Traditional Owners triumph in landmark Full Federal Court win

The Kimberley Land Council has welcomed a “landmark decision” by the Full Federal Court of Australia upholding the appeal of the Mount Jowlaenga Traditional Owners against mineral sands company Sheffield Resources Limited and the West Australian Government.

The appeal centred on the application of the good faith obligation in relation to negotiations under the Native Title Act. On Wednesday, Sheffield Resources’ submission that it was no longer required to meet the good faith requirement in its negotiations, after it had applied to the Native Title Tribunal for a determination, was dismissed.

The decision acknowledges for the first time in the history of the Native Title Act that native title parties are protected by the good faith obligation at all stages of the negotiation, even after an application is made to the Native Title Tribunal for a decision on a matter.

The Full Court’s decision is fundamental to native title parties’ ability to give genuine consent to agreements for resource development on their lands.

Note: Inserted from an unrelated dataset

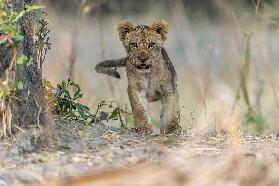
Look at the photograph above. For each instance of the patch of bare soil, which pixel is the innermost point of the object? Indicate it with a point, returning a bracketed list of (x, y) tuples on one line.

Kimberley Land Council Chief Executive Officer Nolan Hunter said the KLC had been steadfast in its support of the Mount Jowlaenga Traditional Owners, who have been represented by Arma Legal throughout the Federal Court appeals.

“The Kimberley Land Council will always support and stand up for the native title rights of Traditional Owners in the Kimberley,” Mr Hunter said.

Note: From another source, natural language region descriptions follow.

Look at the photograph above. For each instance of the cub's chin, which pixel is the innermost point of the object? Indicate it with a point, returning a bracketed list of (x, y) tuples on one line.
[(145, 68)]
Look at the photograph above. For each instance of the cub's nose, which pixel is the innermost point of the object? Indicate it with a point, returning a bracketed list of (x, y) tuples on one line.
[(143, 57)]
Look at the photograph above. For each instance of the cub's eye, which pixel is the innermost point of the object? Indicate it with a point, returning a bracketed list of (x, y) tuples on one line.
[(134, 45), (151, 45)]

“Today’s decision makes it clear that companies that want to operate on Aboriginal lands must negotiate in good faith at all times.

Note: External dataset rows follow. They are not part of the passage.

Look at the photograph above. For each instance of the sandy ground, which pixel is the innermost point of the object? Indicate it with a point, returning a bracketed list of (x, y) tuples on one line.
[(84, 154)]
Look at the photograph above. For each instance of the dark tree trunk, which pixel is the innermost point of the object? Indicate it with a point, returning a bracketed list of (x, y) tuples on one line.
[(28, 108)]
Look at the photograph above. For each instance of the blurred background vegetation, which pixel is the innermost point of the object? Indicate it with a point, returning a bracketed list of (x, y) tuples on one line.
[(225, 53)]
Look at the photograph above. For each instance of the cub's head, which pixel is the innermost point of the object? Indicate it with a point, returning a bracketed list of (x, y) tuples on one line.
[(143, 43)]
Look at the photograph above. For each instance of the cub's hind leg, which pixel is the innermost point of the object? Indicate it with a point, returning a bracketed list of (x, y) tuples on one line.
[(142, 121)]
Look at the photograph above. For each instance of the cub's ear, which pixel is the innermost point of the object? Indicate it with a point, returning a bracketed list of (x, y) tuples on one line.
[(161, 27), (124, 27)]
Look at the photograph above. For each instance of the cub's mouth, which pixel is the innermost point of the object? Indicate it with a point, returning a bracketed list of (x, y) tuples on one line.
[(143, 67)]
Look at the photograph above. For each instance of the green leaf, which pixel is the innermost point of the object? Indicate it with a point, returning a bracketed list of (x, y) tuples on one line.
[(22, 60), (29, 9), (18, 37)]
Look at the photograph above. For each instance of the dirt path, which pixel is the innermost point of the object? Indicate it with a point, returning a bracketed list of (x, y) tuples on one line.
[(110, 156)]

“The right to negotiate is a bedrock of the Native Title Act and is crucial in redressing the disparity between the strength of a mining company as opposed to a native title party.

“This is a landmark decision that is fundamental to the ability of Traditional Owners to give their genuine consent to agreements regarding use of their traditional lands. “

In October 2017, the Traditional Owners of the Mount Jowlaenga area lodged an appeal with the Full Federal Court following an earlier decision of a single Judge of the Federal Court.  

In that decision the Judge found that Sheffield Resources had not been obliged to conduct itself in good faith at a time it engaged in negotiation tactics that the Judge found “flew in the face” of agreed protocols.

Mr Hunter said the case will now be referred back to the National Native Title Tribunal.
“There is still no agreement with the Mount Jowlaenga Traditional Owners for the operation of the Thunderbird mine,” he said.

“This is not about opposing development. This is about making sure Traditional Owners are able to give genuine consent to mining proposals that impact their traditional lands.
“In the past many of the companies operating in the Kimberley have acted in good faith and worked together with Traditional Owners to put an agreement in place.

“We anticipate that the State Government when supporting industry and development understands that mining companies under the Native Title Act have a responsibility and a requirement regarding their conduct when engaging with native title parties.

“The Full Federal Court judgment in this case exemplifies the obligation of companies to act in good faith.”

Sheffield Resources and the State of Western Australia have also been ordered to pay the native title party’s costs of the appeal.

In relation to the proposed Thunderbird mine, there is no agreement in place to protect the Mount Jowlaenga Traditional Owners cultural heritage, to compensate them for the impacts on their native title, or to ensure their participation in the project via employment or contracting.